Let's proceed in organized steps.
The first step to sorting out the wherefore and why of imaging studies is to categorize the radiologic practice areas to understand how imaging is being utilized.
The second step is to categorize the imaging studies themselves.
The third step is to understand the capacity of each imaging study to define different pathologies.
The final step is to access the evidence-based research to discover which imaging study is the best for which patient. This tremendous amount of information is condensed in the remaining nine chapters of this book, which are divided by anatomic joints or spinal regions.
❑ First: Recognize Three Radiologic Practice Areas
Radiologists practice in three areas, and thus imaging is utilized for the following three distinct purposes:
Interventional radiology diagnoses and treats conditions nonsurgically. Radiologists use imaging guidance to place stents, catheters, guidewires, needles, balloons, and other devices noninvasively in any system of the body.

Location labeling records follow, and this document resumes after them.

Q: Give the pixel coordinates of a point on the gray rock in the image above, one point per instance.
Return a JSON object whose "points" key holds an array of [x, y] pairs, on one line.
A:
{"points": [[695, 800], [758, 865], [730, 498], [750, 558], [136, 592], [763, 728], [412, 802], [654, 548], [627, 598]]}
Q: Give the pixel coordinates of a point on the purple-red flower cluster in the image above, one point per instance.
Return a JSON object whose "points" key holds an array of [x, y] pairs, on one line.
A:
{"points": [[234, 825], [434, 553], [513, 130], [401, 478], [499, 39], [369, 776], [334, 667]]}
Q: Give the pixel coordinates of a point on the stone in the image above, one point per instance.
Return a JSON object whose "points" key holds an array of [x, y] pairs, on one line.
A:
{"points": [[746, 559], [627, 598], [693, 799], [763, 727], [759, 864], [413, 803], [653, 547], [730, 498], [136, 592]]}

Radiation oncology uses targeted radiation to treat patients with cancer. Radiation may be used alone or in combination with surgery or chemotherapy. Radiation is also used to relieve symptoms in patients with incurable cancers. Originally part of general radiology training, radiation oncology is now a separate specialty.
Diagnostic imaging evaluates every system of the body. This includes breast imaging, cardiac imaging, gastrointestinal imaging, musculoskeletal imaging, pediatric imaging, neurological (head/neck) imaging, nuclear isotope imaging, thoracic imaging, urologic imaging, vascular imaging, and women's imaging. Radiologists often subspecialize in one of these areas through fellowship training after their general residency program.

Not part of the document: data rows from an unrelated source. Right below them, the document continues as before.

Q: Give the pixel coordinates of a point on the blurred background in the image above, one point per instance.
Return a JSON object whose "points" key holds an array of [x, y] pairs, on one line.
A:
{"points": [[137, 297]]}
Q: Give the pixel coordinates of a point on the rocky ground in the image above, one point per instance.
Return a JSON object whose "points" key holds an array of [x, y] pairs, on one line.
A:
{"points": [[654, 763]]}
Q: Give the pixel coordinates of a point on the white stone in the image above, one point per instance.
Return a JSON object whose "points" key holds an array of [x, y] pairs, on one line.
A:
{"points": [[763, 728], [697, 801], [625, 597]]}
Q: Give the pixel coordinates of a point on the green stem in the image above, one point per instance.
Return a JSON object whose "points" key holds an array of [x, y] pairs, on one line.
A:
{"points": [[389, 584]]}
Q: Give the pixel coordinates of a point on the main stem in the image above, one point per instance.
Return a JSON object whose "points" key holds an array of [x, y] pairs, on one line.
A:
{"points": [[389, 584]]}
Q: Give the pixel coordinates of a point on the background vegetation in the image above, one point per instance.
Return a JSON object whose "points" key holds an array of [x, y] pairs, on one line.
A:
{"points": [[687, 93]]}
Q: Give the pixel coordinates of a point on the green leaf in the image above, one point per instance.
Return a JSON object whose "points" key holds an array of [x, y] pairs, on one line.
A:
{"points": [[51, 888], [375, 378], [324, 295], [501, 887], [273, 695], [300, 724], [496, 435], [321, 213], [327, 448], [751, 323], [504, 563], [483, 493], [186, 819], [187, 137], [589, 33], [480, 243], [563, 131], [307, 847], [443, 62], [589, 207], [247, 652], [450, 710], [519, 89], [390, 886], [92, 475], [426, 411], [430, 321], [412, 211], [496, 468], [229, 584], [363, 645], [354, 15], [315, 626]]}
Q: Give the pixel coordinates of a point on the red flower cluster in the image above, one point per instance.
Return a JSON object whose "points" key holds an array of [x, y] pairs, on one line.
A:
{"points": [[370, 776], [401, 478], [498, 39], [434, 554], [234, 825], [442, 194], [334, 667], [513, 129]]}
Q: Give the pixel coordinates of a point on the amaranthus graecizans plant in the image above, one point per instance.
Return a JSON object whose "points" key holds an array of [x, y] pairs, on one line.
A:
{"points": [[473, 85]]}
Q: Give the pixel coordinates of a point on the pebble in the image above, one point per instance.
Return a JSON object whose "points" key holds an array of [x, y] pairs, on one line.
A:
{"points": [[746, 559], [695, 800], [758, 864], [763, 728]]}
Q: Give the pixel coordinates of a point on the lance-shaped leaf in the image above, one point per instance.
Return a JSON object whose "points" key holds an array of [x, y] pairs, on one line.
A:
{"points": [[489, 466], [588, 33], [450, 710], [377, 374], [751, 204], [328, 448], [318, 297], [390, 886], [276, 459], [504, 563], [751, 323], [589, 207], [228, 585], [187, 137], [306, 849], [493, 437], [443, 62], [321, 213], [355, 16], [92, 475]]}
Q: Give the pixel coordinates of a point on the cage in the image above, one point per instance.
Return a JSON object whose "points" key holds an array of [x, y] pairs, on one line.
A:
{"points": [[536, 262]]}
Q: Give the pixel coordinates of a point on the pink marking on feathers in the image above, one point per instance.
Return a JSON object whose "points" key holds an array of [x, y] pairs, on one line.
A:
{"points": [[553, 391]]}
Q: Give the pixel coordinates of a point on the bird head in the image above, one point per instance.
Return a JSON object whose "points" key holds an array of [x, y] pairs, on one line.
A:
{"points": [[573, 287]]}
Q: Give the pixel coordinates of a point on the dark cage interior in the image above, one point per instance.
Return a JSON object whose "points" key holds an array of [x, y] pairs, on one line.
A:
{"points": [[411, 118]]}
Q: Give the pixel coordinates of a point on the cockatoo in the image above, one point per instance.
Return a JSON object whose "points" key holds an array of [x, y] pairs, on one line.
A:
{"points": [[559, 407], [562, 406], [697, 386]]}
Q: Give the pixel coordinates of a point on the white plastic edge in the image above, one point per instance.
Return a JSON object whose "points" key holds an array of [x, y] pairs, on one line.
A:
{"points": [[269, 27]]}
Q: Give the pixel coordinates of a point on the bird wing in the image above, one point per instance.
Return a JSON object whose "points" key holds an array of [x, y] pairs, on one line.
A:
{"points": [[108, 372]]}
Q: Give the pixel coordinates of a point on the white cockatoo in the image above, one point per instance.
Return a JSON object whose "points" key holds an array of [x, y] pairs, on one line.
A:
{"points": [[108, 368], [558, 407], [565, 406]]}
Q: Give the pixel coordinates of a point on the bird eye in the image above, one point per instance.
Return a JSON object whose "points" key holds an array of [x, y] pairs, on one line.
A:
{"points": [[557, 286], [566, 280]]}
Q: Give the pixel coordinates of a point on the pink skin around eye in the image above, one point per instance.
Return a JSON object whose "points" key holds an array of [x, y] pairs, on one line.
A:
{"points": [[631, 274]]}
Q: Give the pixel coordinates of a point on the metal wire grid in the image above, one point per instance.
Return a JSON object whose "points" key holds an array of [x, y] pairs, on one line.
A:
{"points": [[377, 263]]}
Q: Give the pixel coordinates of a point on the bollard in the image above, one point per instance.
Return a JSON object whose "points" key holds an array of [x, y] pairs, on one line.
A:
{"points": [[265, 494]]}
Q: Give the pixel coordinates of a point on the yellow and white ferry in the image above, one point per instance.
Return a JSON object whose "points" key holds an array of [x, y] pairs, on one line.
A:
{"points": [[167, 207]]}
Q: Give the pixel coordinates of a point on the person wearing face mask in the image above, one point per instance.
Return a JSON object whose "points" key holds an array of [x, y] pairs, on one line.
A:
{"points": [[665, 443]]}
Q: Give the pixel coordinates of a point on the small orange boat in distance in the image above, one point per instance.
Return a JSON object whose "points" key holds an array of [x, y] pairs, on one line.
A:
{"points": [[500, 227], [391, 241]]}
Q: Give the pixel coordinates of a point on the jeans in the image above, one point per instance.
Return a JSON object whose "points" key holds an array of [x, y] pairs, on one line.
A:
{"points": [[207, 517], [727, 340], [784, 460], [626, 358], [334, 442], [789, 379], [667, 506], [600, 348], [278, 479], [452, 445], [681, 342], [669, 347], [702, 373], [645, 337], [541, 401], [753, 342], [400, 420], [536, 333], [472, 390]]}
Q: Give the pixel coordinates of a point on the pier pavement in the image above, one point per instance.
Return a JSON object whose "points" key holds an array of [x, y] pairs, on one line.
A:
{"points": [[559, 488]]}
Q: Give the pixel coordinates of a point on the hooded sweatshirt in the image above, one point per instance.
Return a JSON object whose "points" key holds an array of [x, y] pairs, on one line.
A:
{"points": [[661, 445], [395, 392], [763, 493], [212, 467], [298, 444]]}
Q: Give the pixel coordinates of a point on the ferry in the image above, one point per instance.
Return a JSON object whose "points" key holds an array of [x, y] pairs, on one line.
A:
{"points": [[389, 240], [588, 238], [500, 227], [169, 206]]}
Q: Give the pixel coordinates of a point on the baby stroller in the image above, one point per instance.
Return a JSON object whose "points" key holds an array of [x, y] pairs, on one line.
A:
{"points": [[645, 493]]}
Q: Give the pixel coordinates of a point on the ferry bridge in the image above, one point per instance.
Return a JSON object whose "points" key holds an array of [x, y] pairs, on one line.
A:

❑ Second: Categorize the Modalities of Imaging
The second step to sorting out diagnostic imaging is to recognize two categories of imaging studies:
Conventional Radiography: includes any image made by the century-old technology of x-ray production. Images are captured on film or digitized image receptors.
Advanced Imaging: includes whole body or sectional imaging studies that require sophisticated computer postprocessing.
❑ Third: Understand the Capacity of Each Imaging ...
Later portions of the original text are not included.